It was hard to hear the news this week. Jerod Harman of the West Virginia Wildlife Federation came up on my cell phone afer I had inquired. I knew if he was calling back, and not texting, it wasn’t the answer I had hoped for. Longtime friend and retired Division of Natural Resources biologist Jim Evans had died.
Jim’s obituary included the remark, “to know Jim is to love him.” I would have to say that’s true. He was an endearing fellow who was cut from the fabric they don’t use to make people any more. If you met Jim, you were friends for life.
Jim was the first person I ever interviewed for an outdoor story. It came way back around 1991 when I was commissioned by MetroNews and the DNR to produce the “DNR Wildlife Resources Report” on the radio. I still produce the show each wee. But, this was back well before by Saturday show West Virginia Outdoors had ever been heard of. In many ways it was also before I had ever been heard of. I was a grass green and eager reporter hoping to carve a name and become an outdoor communicator. I had much to learn.
I met Jim at the DNR’s office in Fairmont. We sat down in a conference room to talk about turkey hunting and preview the spring gobbler season. He had an array of turkey calls on the table. I was not a turkey hunter, in fact I had never called a turkey in my life. I didn’t want to let him know that, but frankly from my line of questions and fascination with what he was doing, he figured it out. But with a quiet voice and a patient attitude he suffered a dumb reporter’s ignorance like a champ. He was patient and somehow I fashioned our conversation into a report for the radio.
Eventually, when West Virginia Outdoors came along, Jim was one I called on a lot to join me on Saturday morning at 7 a.m. A lot of times his voice was so soft it was hard to hear him–and I recall having to boost the level of his voice to the max at times. But, what he had to say was worth boosting and listening to closely. Jim was a smart man and his passion and love for the outdoors and West Virginia’s natural resources was unwavering.

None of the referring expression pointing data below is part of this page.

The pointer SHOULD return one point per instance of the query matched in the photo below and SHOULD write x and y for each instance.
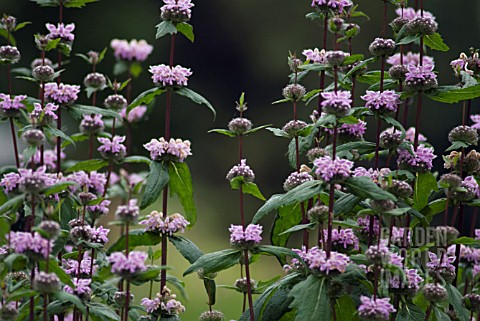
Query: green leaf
(156, 182)
(64, 296)
(137, 159)
(57, 188)
(457, 145)
(101, 312)
(146, 97)
(424, 185)
(247, 187)
(455, 299)
(311, 299)
(364, 187)
(278, 132)
(54, 268)
(187, 248)
(225, 132)
(58, 133)
(410, 312)
(345, 308)
(4, 34)
(360, 66)
(181, 185)
(298, 194)
(12, 203)
(78, 3)
(136, 238)
(435, 42)
(165, 28)
(82, 110)
(88, 165)
(215, 262)
(187, 30)
(452, 96)
(277, 251)
(285, 221)
(196, 98)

He was among a group of biologist who helped plan and execute the wild turkey research along with the trap and transfer program from the 1970’s and 80’s. He would readily tell you he wasn’t the only one, and he wasn’t, but because of their knowledge, expertise, and foresight we now have wild turkeys thriving in all 55 West Virginia counties.

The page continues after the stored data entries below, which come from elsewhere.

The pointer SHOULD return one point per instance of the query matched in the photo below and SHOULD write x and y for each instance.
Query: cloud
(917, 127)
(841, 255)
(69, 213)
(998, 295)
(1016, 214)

Jim retired after 39 years with the DNR, but didn’t let his passion and knowledge go to waste. He had been with the West Virginia Wildlife Federation since 1967 and after retirement became even more active with the organization. His institutional knowledge was extremely valuable to the organization and helped them advocate for the right policies and positions on protecting the state’s wildlife, hunting, and fishing.
Jim was a great guy, always accessible, and always willing on short notice to join me on the radio to talk about hunting related matters. He will be missed by many, including many who never knew his name. Hopefully my questions got better over the course of our friendship and hopefully I wasn’t as foolish as that first conversation, of course he would never have let on one way or the other. I knew Jim, and therefore Jim and I were friends.